Abe: I thought you'd be braver. You're in advertising.
Peggy: Don't do this right now. I said I was sorry.
Abe: Your activities are offensive to my every waking moment. I'm sorry, but you'll always be the enemy.
Peggy: Are you breaking up with me? | permalink
After declaring his love to such a degree that Peggy was told she couldn't even brush her hand against his when handing him a presentation, Ted then displayed utter apathy over her breakup with Abe, showing no interest in kindling something she seemed open to once she and Abe were over.
I don't think there are a more confused bunch of people on television than you can find on Mad Men.

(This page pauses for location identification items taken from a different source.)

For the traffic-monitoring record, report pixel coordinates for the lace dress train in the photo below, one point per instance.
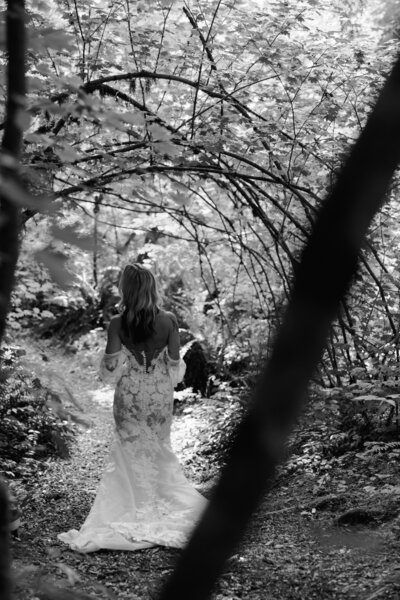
(143, 499)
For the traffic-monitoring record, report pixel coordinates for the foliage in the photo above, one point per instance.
(31, 429)
(201, 138)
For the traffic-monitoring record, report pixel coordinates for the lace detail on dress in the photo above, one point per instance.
(144, 498)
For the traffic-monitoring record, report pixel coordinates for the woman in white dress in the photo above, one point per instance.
(144, 498)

Which brings me to Don and Betty. Betty is back to her fighting weight and looking gorgeous. Turning heads and stopping men in her tracks, that's Betty. But this time she's a calmer, more confident Betty than the one she was when she was married to Don. He came upon her being ogled at a gas station as they both made their way to Bobby's summer camp for the weekend.
Later, they had a series of what might have been the most deep and meaningful conversations they've ever had that we've been privy to. With the way things ended between them, they really needed a closing moment. Something that would allow them to remember the good times where they started, instead of the mess they were at the end of their marriage.
After a short, thoughtful walk down memory lane, Betty left the door open for Don to follow her into her room and they reignited the passion we never knew they had. It was rather beautiful. From Betty asking what he thought when he saw her to Don saying they could have just laid here in each other's arms and it would have meant as much, it was an exquisite revisiting of their lost love. Betty had something wise to say with regard to Megan, as well.
That poor girl. She doesn't know that loving you is the worst way to get to you. | permalink
Betty has found a true happiness with Henry and the next morning she was gone from the bed and at breakfast with her husband, laughing and smiling, leaving Don to eat his breakfast alone.
Once again we're left wondering if, when Don gets home and realizes what he has in Megan - really so similar to what he had with Betty and squashed like a tiny bug under his never-ending need for self-sabotage - he will try to make it work. Will revisiting Betty and what could have been, hearing her insight into his psyche, give him the strength he needs to accept some happiness of his own?
That it took a divorce and new spouses to finally understand each other in the way Don and Betty did while at Bobby's camp was worth the wait. I could have spent the entire hour exploring their history together and where they've ended up.